Nvidia plans on investing as much as $100 billion in artificial intelligence company OpenAI as part of a strategic partnership to expand OpenAI’s datacenter capacity.
On Sept. 22, the two technology companies announced they had signed a letter of intent to form a long-term partnership. The deal will enable OpenAI to build and deploy at least 10 gigawatts of AI datacenter systems, with Nvidia providing millions of graphics processing units as well as network infrastructure. The first phase of the datacenter project is slated to come online in the second half of 2026.
“Nvidia and OpenAI have pushed each other for a decade, from the first DGX supercomputer to the breakthrough of ChatGPT,” Jensen Huang, founder and CEO of NVIDIA, said in a statement. “This investment and infrastructure partnership mark the next leap forward—deploying 10 gigawatts to power the next era of intelligence.”
Under the terms of the agreement, Nvidia will progressively invest in OpenAI as each gigawatt of infrastructure is deployed. The first $10 billion of investment is tied to the deployment of the initial gigawatt. Nvidia will take non-controlling shares in OpenAI and will act as a preferred supplier for chips and networking equipment.
The companies said they expect to finalize the details of the partnership in the coming weeks.

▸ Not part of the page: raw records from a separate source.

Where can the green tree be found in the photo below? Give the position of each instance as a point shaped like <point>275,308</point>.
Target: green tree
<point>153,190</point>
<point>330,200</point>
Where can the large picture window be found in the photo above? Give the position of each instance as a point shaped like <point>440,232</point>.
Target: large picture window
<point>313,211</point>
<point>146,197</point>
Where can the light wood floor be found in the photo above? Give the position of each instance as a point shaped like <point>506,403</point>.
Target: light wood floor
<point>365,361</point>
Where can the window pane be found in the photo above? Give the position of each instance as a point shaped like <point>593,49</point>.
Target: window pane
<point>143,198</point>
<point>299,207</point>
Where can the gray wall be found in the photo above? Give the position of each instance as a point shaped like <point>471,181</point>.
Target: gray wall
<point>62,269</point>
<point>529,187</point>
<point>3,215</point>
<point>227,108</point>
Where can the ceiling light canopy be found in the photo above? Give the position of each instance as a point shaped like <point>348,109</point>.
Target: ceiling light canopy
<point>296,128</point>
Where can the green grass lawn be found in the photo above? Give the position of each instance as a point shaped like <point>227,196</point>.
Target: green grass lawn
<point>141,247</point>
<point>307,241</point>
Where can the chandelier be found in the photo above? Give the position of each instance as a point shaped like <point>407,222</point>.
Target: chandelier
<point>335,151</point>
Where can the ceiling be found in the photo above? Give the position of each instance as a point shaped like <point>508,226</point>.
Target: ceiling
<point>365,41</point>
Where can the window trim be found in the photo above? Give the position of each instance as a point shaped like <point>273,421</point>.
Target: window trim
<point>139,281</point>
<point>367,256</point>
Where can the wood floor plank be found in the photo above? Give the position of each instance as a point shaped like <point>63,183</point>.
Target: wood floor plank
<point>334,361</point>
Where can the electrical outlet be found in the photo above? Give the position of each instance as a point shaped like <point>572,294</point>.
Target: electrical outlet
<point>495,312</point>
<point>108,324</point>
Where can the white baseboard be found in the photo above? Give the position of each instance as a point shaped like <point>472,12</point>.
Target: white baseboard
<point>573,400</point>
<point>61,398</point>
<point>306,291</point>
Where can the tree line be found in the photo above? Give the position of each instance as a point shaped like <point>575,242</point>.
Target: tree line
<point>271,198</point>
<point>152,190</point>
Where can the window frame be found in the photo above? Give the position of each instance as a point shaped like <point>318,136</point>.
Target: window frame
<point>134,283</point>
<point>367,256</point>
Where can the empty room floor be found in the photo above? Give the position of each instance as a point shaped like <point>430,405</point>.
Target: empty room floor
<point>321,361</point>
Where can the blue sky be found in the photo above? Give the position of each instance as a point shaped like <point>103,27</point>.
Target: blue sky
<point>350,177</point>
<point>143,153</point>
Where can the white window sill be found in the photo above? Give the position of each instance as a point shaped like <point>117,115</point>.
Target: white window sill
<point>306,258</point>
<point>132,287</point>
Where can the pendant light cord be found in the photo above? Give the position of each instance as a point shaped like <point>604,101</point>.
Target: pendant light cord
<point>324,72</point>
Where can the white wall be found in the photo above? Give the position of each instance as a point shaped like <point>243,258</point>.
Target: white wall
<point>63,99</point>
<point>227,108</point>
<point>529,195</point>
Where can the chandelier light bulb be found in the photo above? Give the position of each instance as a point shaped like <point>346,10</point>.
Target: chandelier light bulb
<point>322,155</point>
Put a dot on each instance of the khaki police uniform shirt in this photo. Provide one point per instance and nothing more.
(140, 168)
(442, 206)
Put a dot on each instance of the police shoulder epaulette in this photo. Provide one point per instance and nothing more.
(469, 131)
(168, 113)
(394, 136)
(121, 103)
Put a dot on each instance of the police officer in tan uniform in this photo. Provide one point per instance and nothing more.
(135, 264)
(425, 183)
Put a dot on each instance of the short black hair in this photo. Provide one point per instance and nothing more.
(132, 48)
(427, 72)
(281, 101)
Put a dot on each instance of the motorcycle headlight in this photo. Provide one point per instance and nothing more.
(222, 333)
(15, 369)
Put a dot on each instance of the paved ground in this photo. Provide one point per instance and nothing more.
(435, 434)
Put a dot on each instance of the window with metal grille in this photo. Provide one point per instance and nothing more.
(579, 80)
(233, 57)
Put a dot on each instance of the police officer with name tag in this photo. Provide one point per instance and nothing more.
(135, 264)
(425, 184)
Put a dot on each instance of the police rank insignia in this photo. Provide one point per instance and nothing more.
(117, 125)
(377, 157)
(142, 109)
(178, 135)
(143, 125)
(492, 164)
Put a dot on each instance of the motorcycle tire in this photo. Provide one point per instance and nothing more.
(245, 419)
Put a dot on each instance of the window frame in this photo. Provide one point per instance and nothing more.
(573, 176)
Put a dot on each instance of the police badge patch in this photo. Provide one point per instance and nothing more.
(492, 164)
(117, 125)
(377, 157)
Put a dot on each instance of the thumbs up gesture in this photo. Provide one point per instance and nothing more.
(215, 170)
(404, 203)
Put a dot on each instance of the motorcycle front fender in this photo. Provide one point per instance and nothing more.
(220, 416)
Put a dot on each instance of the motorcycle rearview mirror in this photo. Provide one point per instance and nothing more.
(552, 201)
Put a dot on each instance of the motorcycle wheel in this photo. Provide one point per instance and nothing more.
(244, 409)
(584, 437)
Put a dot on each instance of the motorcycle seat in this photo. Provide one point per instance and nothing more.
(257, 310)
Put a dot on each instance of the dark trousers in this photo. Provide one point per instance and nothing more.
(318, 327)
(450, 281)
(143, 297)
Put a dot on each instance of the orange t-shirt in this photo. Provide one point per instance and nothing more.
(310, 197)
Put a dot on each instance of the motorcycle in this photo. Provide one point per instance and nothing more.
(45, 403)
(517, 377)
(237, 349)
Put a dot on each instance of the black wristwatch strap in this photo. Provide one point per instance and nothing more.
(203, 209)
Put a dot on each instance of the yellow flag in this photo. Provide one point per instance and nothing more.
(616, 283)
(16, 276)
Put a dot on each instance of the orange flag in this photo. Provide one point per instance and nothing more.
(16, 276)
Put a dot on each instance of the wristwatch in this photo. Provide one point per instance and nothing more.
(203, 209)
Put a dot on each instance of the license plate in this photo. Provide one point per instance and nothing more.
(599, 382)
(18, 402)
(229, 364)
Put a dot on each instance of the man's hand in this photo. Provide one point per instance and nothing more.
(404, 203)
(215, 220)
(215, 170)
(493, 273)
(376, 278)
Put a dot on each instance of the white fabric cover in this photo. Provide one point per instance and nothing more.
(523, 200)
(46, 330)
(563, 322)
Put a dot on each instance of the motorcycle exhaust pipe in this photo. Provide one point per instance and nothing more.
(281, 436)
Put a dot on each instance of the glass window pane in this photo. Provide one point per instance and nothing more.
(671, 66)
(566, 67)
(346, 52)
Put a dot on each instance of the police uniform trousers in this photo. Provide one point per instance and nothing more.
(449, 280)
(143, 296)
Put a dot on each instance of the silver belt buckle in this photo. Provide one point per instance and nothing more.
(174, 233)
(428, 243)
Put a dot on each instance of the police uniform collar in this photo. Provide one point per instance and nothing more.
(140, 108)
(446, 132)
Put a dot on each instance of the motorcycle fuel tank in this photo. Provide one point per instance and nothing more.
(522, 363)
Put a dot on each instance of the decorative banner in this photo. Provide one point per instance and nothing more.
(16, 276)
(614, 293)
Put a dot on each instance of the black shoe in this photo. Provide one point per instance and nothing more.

Investors demonstrated their approval of the announcement by briefly sending Nvidia shares to a 52-week high of $184.54 on Monday. As of about 2 p.m. EST, stock in the California-based company was trading for about $182.66 per share. That was an about 6 percent rise from the opening bell price of $175.35 a share.
As of Monday afternoon, Nvidia’s market capitalization had reached about $4.45 trillion. That put it ahead of market leaders Apple Inc., Amazon.com Inc., Microsoft Corp., Google Inc., in terms of the collective value of its outstanding shares of stock.
OpenAI, the developer of ChatGPT, serves more than 700 million weekly users worldwide. The planned data center buildout will require roughly the same amount of electricity as 8 million homes.
OpenAI CEO Sam Altman said the investment represents a bet that the company can significantly improve both the capacity of its AI products and their financial returns.
“Everything starts with compute,” Altman said in a statement. “Compute infrastructure will be the basis for the economy of the future, and we will utilize what we’re building with Nvidia to both create new AI breakthroughs and empower people and businesses with them at scale.”
The partnership complements OpenAI and Nvidia’s existing collaborations with major technology companies, including Microsoft, Oracle, SoftBank, and Stargate, all of which are involved in building advanced AI infrastructure. OpenAI previously raised billions in funding from Microsoft, SoftBank, and Thrive Capital. The company was most recently valued at $500 billion.